Dataset Type: Defines the dataset type in terms of its origin, context, observation, or type of measurement. The predefined list of dataset types is here below. If not predefined, the service provider can register the type based on version control. It is worth noting that each dataset type is associated with a set of tailored metadata relevant to the current type.

oSatellite observations: Satellite observation data encompasses a wide range of information collected by satellites orbiting the Earth, including images, measurements, and other data regarding the Earth’s atmosphere, land, oceans, and space environment. These data are obtained through various instruments and sensors mounted on satellites, capable of capturing visible light imagery, thermal images, microwave, and radar data, among others. Hereafter the required metadata for this kind of dataset:

Platform name: the name of the satellite platform. This field is set to “suggested” as it may be helpful when the platform name differs from the name used in the data description hierarchy. This metadata is indexed for keyword searches on the web portal.

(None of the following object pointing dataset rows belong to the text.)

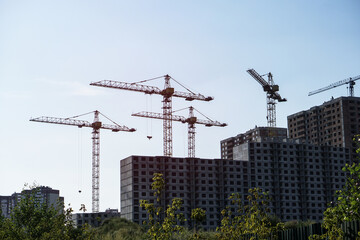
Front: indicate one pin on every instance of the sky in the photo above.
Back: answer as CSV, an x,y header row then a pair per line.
x,y
50,51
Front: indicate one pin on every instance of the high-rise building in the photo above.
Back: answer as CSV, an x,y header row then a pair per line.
x,y
44,194
334,123
252,135
301,179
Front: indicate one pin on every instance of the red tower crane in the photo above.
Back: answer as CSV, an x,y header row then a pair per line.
x,y
168,92
191,121
350,81
96,125
271,95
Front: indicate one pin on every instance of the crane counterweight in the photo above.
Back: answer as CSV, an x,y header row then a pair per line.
x,y
271,90
167,93
96,125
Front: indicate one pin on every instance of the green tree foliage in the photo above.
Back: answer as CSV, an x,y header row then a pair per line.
x,y
119,229
162,223
33,219
198,216
252,219
346,207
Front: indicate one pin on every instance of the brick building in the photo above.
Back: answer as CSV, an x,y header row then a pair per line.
x,y
334,123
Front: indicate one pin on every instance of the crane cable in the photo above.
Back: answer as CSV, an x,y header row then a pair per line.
x,y
80,160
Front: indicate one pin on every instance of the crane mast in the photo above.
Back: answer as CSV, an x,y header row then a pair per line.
x,y
168,92
191,121
271,95
96,125
350,81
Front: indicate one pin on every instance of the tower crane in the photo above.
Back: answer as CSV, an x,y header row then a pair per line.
x,y
350,81
96,125
271,95
191,121
168,92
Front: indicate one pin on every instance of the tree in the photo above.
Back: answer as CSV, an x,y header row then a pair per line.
x,y
253,219
34,219
346,207
162,224
119,228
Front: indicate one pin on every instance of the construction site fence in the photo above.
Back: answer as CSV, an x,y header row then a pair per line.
x,y
350,230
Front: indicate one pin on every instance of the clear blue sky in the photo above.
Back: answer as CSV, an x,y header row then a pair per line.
x,y
51,50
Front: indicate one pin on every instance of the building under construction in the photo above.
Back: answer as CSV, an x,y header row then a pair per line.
x,y
334,123
230,146
301,179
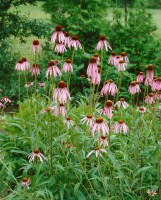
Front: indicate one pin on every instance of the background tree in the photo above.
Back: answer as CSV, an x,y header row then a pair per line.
x,y
14,25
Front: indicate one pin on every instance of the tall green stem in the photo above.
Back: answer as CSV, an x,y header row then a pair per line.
x,y
119,86
19,86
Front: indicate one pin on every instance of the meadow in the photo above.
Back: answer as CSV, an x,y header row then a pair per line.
x,y
78,136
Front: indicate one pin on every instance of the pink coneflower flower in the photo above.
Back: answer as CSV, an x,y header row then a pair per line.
x,y
150,99
60,110
36,47
1,105
105,88
124,57
112,59
88,120
112,89
140,77
28,84
19,65
68,122
92,67
150,71
107,110
121,127
96,55
100,126
47,110
121,103
35,70
148,81
67,39
34,154
26,182
58,35
103,141
26,64
61,93
96,78
103,43
151,192
134,88
52,70
141,109
6,99
121,66
75,43
67,67
42,85
97,151
159,95
60,48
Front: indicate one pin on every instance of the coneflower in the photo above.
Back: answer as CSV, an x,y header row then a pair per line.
x,y
100,127
61,93
121,127
58,35
52,70
75,43
36,47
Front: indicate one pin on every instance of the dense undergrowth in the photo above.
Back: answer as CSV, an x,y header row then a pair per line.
x,y
90,146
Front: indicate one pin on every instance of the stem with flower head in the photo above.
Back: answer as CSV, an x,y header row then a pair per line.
x,y
51,144
69,76
19,86
137,100
61,64
90,98
101,176
9,171
144,93
26,83
119,86
36,125
35,74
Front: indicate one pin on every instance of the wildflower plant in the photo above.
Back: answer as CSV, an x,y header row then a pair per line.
x,y
85,155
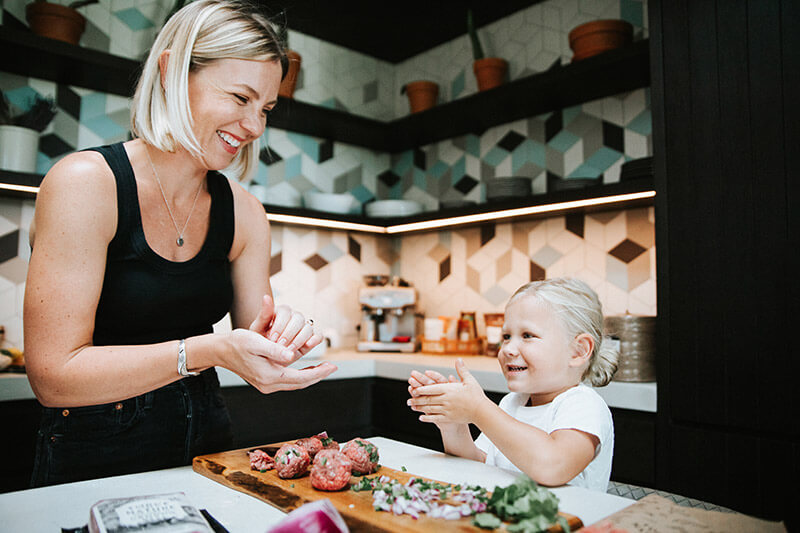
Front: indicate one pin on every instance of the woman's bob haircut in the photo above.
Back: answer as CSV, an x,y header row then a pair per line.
x,y
200,33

Processing level: the processing level with respect to the raw data. This metadata is indexed for keyword searches on the web portal. It can be omitted using the NA convention. Try to follow the convention Level-xx.

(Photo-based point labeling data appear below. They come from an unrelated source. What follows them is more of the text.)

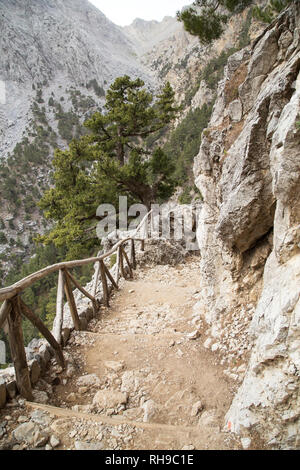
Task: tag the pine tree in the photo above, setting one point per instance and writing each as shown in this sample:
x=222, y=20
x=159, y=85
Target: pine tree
x=112, y=160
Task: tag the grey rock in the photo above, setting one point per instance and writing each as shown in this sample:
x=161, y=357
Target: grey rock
x=2, y=393
x=26, y=432
x=40, y=396
x=54, y=441
x=2, y=353
x=82, y=445
x=88, y=380
x=109, y=399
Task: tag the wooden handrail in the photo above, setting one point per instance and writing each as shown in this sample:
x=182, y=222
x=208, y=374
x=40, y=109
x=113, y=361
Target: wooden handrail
x=7, y=293
x=13, y=306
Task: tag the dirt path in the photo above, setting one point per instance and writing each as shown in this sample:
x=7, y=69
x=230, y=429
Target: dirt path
x=138, y=380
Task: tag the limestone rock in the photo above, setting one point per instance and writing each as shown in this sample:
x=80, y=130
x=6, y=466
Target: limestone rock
x=109, y=399
x=82, y=445
x=40, y=396
x=26, y=432
x=248, y=234
x=90, y=380
x=114, y=366
x=151, y=411
x=2, y=393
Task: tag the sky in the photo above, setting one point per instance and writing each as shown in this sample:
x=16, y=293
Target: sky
x=123, y=12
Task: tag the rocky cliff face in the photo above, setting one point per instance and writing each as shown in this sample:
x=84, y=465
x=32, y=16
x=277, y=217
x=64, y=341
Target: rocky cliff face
x=248, y=171
x=57, y=44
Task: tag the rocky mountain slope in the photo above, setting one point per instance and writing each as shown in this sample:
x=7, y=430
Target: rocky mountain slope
x=248, y=171
x=57, y=59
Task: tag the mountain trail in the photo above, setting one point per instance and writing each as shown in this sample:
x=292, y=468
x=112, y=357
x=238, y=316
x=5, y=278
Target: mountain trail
x=140, y=378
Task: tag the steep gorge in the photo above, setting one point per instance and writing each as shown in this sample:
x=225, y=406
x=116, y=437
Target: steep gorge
x=248, y=173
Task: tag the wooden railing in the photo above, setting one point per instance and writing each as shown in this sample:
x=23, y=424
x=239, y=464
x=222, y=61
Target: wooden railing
x=13, y=306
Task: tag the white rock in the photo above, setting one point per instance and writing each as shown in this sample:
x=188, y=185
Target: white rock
x=246, y=442
x=109, y=399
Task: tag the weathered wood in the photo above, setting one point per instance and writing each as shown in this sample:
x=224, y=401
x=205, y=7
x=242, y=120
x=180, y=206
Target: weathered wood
x=79, y=287
x=123, y=272
x=9, y=292
x=58, y=321
x=104, y=284
x=72, y=304
x=132, y=254
x=37, y=322
x=118, y=266
x=84, y=292
x=4, y=312
x=128, y=262
x=97, y=273
x=17, y=350
x=110, y=277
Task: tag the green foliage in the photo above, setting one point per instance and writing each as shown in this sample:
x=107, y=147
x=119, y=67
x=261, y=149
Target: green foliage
x=96, y=87
x=184, y=142
x=111, y=161
x=3, y=238
x=269, y=12
x=208, y=21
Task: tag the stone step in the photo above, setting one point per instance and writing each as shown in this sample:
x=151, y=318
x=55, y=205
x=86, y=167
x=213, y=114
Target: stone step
x=111, y=421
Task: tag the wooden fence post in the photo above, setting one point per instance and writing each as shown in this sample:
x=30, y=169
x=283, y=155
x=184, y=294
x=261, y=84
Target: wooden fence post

Sensor name: The name of the satellite sensor of the original data. This metadata is indexed for keyword searches on the web portal. It can be omitted using the NA convention.

Sensor type: the sensor type of the satellite. This metadata is indexed for keyword searches on the web portal. It can be omitted using the NA convention.

Projection type: It refers to the method used to represent the Earth’s three-dimensional surface on a two-dimensional map or image by the service. This metadata is indexed for keyword searches on the web portal. It can be omitted using the NA convention.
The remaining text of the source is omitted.